What you’ll need for your trip:

  • An iPhone (or one of the respectable Android phones with good cameras)*
  • Google Photos, Instagram (or your social network of choice) installed on your phone

*Your results may vary using older phones

First up, while there are countless camera apps on the App Store, I stick to the default camera app for almost all of my photography. The iPhone camera app supports burst photos, semi-manual exposure control, autofocus, self-timers, panorama, time-lapse, slow-motion video, filters, HDR and much more. It’s also accessible from the lock screen, which means you can take a picture only 1-2 seconds after your hand touches the phone.

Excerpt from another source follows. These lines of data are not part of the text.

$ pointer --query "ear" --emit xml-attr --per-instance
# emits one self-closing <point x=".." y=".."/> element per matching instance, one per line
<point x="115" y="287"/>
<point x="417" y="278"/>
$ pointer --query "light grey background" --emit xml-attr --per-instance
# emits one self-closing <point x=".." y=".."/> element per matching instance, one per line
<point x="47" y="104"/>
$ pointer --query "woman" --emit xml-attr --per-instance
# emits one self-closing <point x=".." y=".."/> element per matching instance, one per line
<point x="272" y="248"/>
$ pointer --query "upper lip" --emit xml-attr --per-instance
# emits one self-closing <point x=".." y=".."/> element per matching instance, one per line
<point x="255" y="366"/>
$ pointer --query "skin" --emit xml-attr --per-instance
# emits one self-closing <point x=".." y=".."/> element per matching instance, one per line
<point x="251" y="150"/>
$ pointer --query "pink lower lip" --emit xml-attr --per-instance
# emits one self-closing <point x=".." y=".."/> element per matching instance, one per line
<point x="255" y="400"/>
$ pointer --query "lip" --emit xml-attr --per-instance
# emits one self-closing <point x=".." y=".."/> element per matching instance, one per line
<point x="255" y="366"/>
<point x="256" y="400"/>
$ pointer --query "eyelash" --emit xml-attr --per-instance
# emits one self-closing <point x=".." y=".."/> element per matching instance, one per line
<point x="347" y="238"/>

One of my favourite tools in the iPhone camera software is the exposure and focus control that couldn’t be simpler to use. Simply tap the screen to focus as desired, and slide your finger up and down on the sun-slider to control the exposure (brightness) of the scene. This is particularly useful on a beach vacation, because light can vary between bright sun during the day, and firelight at night. Locking the focus and then adjusting exposure as needed helped me capture decent shots of a luau with no additional tweaking after the fact, even using digital zoom.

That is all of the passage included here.